Our family has been making syrup for several generations; we have sugaring pictures displayed from circa 1920. The picture on this page is my Great Grandfather Gideon Draper Stump (center) and Great Uncles Bailey and Garret Stump. They are driving the horse team to gather and unload the sap. This was one of their first crops when they moved up from West Virginia. The story is that Gideon was somewhat of an inventor and boiled some syrup using steam through tubes in the syrup pans. The syrup came out so light in color that they had trouble selling it.
My grandmother took this picture you see here. She married my grandfather Harry Casbohm. They also made syrup with my father Earl Casbohm and his brothers Jack and Clair. In the field behind our barn, (circa 1938) Uncle Jack built a crude arch of clay and attached some fire doors.
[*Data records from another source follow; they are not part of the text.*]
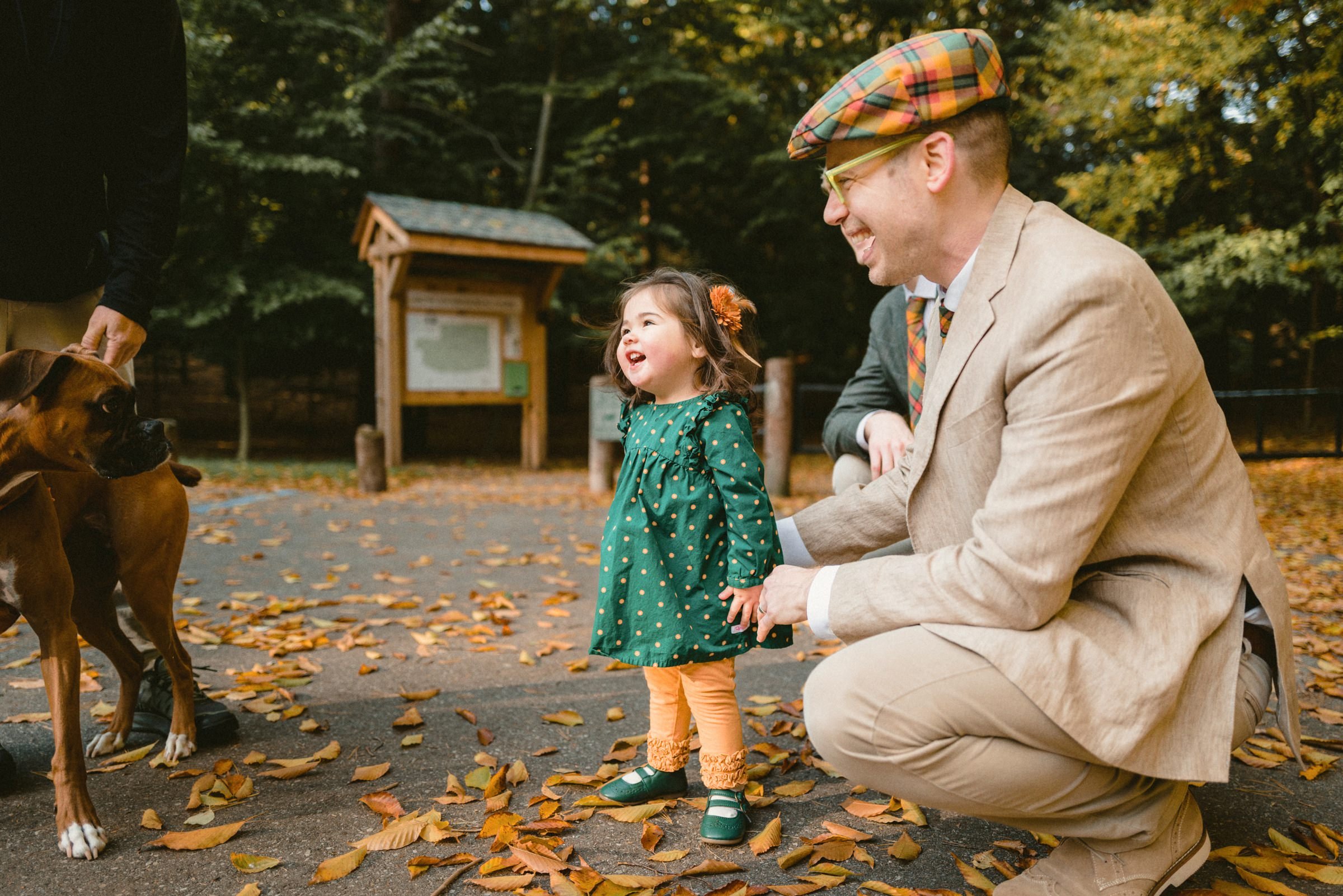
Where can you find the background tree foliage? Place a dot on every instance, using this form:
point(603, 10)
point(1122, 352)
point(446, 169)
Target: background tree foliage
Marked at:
point(1205, 136)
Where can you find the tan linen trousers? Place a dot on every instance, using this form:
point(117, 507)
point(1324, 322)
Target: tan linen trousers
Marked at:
point(849, 471)
point(51, 326)
point(921, 717)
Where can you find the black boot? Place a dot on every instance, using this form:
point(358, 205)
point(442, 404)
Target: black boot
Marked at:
point(8, 774)
point(153, 710)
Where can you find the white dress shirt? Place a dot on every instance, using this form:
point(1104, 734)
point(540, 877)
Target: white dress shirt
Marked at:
point(794, 551)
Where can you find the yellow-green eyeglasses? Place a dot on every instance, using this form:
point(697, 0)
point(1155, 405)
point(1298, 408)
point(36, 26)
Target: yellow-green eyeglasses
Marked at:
point(833, 173)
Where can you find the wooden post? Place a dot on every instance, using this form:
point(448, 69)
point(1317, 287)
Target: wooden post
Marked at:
point(171, 434)
point(602, 434)
point(601, 464)
point(778, 424)
point(371, 458)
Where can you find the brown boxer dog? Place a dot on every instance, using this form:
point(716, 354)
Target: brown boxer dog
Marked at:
point(79, 469)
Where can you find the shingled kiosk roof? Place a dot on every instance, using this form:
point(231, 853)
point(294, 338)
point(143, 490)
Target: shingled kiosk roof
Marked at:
point(478, 222)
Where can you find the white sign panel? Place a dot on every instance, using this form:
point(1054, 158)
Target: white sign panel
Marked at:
point(453, 353)
point(511, 307)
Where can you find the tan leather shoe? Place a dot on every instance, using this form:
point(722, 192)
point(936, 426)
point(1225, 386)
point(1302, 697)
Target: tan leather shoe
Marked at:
point(1076, 870)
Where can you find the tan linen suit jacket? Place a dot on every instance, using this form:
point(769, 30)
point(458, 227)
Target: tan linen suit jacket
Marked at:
point(1079, 514)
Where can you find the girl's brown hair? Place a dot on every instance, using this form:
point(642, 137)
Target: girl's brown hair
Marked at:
point(730, 364)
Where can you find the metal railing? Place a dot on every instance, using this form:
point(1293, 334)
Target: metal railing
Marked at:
point(817, 390)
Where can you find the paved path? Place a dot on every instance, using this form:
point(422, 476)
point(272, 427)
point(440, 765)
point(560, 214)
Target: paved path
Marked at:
point(398, 575)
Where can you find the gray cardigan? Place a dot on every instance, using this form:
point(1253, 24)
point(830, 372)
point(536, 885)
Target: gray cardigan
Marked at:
point(881, 382)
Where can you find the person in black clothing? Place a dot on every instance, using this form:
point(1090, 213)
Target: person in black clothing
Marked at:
point(93, 138)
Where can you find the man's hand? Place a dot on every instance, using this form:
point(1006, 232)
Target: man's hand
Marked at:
point(124, 336)
point(888, 437)
point(785, 598)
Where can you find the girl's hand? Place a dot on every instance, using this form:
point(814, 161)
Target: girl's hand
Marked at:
point(744, 601)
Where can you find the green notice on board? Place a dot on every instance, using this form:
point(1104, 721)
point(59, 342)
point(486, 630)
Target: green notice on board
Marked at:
point(518, 382)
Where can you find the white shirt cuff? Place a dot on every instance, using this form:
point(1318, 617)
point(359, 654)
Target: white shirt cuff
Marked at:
point(794, 551)
point(863, 425)
point(818, 602)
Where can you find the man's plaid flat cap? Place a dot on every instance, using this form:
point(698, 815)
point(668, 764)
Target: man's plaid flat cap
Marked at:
point(923, 79)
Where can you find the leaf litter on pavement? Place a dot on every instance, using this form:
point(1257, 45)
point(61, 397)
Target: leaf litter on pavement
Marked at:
point(516, 824)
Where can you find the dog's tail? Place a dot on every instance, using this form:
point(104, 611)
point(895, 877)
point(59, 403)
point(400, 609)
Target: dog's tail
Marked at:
point(189, 476)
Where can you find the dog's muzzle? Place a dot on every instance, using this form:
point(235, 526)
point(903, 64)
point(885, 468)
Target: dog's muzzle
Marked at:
point(143, 447)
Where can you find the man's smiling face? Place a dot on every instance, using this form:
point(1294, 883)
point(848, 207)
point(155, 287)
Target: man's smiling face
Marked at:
point(880, 213)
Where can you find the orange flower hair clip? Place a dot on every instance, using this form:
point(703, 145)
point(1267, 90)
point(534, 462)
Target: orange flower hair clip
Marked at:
point(726, 309)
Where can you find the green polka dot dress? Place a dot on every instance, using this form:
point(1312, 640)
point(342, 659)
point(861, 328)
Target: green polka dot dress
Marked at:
point(691, 518)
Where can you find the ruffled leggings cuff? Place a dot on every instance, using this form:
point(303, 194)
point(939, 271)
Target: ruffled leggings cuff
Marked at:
point(668, 754)
point(723, 771)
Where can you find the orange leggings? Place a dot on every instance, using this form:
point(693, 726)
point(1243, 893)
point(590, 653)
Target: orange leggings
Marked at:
point(707, 689)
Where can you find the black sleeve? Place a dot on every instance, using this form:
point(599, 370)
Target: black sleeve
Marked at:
point(145, 148)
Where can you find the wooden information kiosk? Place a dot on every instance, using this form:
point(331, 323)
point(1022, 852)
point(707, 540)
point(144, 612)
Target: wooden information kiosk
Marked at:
point(458, 294)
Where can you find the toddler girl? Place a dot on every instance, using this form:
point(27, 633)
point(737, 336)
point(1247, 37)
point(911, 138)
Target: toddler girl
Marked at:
point(691, 536)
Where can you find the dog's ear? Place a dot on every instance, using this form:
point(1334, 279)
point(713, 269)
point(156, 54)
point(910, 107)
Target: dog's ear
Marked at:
point(26, 371)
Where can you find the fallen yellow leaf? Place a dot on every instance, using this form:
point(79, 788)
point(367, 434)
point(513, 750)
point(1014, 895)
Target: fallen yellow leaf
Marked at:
point(339, 867)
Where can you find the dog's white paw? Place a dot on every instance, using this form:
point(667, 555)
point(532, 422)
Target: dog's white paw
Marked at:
point(178, 747)
point(105, 743)
point(84, 841)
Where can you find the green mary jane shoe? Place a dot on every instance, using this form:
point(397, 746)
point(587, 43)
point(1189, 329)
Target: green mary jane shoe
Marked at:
point(645, 784)
point(726, 820)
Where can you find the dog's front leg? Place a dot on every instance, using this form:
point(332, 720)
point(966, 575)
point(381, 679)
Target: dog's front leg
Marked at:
point(79, 833)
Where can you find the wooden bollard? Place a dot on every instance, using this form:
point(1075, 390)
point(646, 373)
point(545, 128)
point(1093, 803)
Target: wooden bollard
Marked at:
point(603, 415)
point(601, 460)
point(778, 425)
point(171, 434)
point(371, 458)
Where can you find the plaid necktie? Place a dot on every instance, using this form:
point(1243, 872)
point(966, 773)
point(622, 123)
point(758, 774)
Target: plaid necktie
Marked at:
point(919, 348)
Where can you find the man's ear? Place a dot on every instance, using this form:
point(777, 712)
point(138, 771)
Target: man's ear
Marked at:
point(939, 160)
point(26, 371)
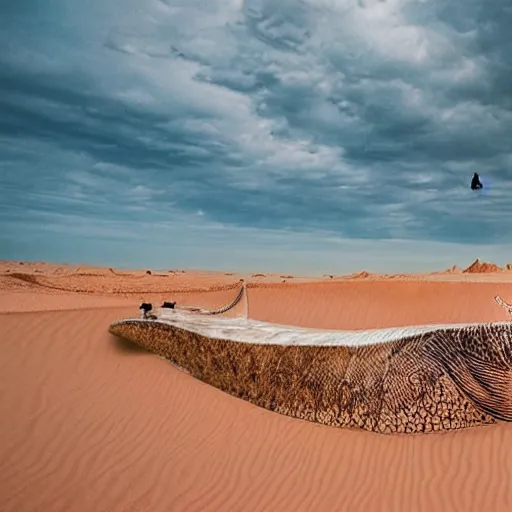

I believe he used a flat pan and hung several hundred buckets. (In 2004, when the field was turned over to the current owners, they found several of the original fire bricks from the arch. I now have them in my new sugarhouse.) Several years later Uncle Jack purchased a used 4 x 12 raised flue evaporator and several hundred more buckets. Uncle Clair bricked the chimney. The first day they boiled on the new rig they made 25 gallons of syrup! Clair was also making syrup at his farm and still has some antique buckets and spiels.
My father Earl Casbohm converted a small building to a crude sugarhouse. He set up some cinder blocks for an arch with an old 3 x 5 flat pan. We used slab wood to stoke the fire and the sap was dumped in one bucketful at a time. The smell of the steam was great. That's when I began helping, about 1965. We then upgraded to a antique Warren evaporator. This was 3 x 10 and was converted to an oil fired rig. Most of the syrup we made was Medium, Dark or "B". After helping make syrup with family and friends for many years, we started to build our own sugarhouse in 2001. Currently my wife Cheryl, our sons Eric and Adam, daughters Kelly and Stacy, grandsons Nic and Mike, and nephew Aaron Casbohm help during syrup season.